I started by scraping publicly available websites for game level statistics for the previous 5 years. This included basic data like yardage, total passes and completions, rushes, penalties, and scores. As in any analysis project the next step was to fix and clean mistakes, though fortunately the datasets I collected were almost entirely intact with no missing values.
I created a few new features like completion percentage and pass/rush balance that I felt would be informative, then removed features that were too correlated to avoid clouding the final model.
Because Forward Progress is designed to predict scores the model cannot use statistics created in a game to predict the score of that same game. Training a model in this way would predict a game’s score from the stat line, which is interesting but not useful for games that haven’t been played. Instead I created linear models that predicted each feature based on the team that made the data, their opponent, and if the team was at home.
At this point in the model build I was at a crossroads. If I trained these feature models on the entire dataset the models would be highly biased as team performance will wax and wane over multiple seasons. Assuming that a team’s skill in a given feature was constant would introduce significant error in future predictions. On the other hand limiting the feature models to training on the most recent game results will result in overfitting and highly variable prediction results. As a compromise I generated weekly models for each feature that were trained on the previous 10 games for each team and tied those predicted features to that team’s score in their next matchup.

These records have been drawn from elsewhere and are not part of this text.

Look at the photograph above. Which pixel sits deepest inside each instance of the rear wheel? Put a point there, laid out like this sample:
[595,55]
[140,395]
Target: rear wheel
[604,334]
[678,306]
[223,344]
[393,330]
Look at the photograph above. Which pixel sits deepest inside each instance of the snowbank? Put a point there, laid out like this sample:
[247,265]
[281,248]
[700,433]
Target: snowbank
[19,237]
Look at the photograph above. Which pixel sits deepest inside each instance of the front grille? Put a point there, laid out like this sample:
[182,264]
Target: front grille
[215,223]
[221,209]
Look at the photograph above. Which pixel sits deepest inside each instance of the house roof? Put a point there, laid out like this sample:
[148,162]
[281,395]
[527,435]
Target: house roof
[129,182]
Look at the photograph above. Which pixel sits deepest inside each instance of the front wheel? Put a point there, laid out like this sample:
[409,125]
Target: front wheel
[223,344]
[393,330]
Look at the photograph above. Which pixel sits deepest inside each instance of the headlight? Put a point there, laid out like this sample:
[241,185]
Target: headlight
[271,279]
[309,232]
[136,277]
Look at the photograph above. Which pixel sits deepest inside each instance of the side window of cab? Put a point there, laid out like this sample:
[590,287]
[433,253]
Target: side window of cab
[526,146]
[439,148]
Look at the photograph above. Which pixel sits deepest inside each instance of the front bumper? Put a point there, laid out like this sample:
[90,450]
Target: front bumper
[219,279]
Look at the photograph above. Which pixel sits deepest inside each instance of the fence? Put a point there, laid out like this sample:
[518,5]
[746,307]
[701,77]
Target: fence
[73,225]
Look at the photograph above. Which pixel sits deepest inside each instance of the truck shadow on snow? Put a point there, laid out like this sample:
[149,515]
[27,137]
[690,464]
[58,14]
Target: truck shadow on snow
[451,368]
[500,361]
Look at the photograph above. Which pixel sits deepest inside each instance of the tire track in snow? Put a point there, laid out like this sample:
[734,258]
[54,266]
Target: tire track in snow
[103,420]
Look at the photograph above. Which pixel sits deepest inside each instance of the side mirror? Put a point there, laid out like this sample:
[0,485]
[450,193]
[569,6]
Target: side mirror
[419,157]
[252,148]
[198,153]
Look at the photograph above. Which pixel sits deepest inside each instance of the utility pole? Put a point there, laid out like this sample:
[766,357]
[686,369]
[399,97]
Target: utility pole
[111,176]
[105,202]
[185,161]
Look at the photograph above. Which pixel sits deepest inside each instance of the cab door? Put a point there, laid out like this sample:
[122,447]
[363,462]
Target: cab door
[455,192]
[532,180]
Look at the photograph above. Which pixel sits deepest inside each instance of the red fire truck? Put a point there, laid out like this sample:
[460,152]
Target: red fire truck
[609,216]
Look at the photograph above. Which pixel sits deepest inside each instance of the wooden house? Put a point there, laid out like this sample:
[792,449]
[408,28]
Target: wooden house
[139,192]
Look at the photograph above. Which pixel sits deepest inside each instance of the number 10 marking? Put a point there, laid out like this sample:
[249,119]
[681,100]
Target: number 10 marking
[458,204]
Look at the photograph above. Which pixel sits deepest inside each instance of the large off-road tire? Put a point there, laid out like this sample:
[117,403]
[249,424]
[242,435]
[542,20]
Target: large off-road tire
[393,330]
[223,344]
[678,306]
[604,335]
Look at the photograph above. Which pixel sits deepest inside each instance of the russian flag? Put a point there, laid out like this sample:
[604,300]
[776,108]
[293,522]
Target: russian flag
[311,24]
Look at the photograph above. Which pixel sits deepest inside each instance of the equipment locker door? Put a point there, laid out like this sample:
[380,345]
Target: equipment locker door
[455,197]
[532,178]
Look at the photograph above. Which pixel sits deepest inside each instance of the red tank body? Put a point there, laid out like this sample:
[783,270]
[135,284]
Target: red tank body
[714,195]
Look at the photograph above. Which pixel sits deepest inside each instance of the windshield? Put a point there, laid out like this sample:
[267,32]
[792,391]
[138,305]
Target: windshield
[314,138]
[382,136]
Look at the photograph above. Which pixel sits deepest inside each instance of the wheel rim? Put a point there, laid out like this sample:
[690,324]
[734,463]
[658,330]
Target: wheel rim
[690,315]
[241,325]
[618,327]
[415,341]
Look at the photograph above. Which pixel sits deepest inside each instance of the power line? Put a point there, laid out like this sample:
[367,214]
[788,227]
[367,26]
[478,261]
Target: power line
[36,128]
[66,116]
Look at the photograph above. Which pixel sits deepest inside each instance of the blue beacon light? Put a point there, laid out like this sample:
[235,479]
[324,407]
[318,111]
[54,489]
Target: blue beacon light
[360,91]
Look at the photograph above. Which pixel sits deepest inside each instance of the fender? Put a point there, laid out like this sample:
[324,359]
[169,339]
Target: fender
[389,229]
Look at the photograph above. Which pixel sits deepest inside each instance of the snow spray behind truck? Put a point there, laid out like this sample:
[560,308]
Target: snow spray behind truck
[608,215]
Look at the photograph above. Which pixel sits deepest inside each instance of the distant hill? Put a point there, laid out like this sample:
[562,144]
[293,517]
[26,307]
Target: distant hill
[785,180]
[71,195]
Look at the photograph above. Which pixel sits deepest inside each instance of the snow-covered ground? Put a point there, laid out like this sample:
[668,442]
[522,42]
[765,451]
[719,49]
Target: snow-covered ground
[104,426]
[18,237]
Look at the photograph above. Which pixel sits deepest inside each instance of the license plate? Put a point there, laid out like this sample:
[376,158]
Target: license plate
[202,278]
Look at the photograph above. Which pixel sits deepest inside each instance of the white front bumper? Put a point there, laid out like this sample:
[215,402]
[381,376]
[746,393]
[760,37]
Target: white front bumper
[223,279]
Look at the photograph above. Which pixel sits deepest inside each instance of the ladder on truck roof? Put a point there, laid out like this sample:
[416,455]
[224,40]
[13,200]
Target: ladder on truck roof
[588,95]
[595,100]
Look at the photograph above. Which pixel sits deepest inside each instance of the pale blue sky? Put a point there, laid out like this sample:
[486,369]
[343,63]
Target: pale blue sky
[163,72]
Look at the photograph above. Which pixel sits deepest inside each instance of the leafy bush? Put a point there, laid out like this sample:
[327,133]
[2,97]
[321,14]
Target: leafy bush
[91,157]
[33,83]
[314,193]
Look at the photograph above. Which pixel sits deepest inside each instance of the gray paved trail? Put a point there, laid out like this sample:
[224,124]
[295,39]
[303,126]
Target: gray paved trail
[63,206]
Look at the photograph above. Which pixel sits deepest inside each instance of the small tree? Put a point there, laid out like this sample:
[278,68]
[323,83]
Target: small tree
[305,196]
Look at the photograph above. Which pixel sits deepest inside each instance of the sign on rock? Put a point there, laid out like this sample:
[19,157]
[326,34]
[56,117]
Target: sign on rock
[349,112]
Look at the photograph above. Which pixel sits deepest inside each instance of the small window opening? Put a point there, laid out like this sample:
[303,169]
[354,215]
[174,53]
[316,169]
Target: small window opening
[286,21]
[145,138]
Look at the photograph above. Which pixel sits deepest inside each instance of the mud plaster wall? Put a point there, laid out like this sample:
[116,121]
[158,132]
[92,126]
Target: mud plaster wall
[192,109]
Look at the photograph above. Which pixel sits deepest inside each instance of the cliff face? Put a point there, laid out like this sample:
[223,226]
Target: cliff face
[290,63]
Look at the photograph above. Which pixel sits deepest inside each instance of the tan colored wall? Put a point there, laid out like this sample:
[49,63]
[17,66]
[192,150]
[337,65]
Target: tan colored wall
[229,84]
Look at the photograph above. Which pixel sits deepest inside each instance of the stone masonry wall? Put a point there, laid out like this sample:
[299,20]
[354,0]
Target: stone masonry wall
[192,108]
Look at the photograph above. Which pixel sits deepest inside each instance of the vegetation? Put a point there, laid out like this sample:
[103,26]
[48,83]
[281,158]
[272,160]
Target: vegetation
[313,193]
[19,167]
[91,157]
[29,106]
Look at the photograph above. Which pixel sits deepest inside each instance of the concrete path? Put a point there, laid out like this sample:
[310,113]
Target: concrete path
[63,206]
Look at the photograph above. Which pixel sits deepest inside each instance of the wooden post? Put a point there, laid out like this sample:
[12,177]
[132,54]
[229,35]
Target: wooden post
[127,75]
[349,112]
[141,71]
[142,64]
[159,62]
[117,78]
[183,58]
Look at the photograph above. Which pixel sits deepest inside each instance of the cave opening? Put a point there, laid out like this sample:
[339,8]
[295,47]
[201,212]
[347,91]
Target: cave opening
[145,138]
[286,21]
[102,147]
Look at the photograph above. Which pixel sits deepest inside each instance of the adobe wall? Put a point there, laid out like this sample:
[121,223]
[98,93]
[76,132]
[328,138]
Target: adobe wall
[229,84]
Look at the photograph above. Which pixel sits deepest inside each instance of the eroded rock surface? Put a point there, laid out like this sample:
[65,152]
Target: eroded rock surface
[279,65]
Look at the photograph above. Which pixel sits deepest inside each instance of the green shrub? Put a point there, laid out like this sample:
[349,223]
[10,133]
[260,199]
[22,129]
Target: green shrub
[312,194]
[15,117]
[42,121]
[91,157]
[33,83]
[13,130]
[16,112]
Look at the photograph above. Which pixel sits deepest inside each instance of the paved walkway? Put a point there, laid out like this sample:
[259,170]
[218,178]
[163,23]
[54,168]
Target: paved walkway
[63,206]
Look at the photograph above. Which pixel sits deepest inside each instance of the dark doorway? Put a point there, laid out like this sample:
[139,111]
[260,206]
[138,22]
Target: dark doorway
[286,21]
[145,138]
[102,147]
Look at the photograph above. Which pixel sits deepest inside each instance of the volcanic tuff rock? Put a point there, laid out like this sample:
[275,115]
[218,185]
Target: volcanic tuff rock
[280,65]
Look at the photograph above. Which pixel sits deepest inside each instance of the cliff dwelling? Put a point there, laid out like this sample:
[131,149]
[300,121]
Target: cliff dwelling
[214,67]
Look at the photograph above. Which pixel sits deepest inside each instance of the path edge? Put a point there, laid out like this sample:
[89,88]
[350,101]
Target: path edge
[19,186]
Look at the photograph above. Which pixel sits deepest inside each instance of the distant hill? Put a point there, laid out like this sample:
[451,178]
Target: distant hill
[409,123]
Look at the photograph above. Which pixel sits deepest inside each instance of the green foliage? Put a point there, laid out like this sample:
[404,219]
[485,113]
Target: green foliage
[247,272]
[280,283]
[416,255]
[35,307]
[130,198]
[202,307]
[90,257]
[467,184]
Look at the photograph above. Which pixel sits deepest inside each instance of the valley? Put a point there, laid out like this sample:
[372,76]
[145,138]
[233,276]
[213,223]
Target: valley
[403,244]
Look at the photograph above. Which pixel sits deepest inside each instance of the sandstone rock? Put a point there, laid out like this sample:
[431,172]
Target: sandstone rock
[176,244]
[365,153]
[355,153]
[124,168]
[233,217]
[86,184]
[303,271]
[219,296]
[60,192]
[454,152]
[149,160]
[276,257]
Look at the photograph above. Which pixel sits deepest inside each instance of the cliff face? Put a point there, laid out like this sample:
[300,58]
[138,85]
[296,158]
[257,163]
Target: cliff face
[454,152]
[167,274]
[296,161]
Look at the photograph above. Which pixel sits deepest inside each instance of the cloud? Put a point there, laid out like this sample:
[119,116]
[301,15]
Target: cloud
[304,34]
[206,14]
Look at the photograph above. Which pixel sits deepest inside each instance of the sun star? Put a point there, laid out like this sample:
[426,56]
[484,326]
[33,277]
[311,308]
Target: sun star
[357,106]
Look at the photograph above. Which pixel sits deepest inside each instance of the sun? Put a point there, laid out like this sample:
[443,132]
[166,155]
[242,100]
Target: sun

Once the prediction data was created I trained a Least Angle Regression model to predict the scores for each game. The final Root Mean Squared Error for those score predictions was around 12.5, meaning that the model can predict the number of points a team will score against a given opponent within 12.5 points on average. Not bad, but not perfect either. After translating predicted scores into matchup outcomes the model correctly classifies the winner 72.5% of the time at 0.43 kappa. Overall I’m pretty pleased with theses results for a first attempt at modeling something as unpredictable as college football and look forward to seeing how the model performs for the remainder of the 2017 season.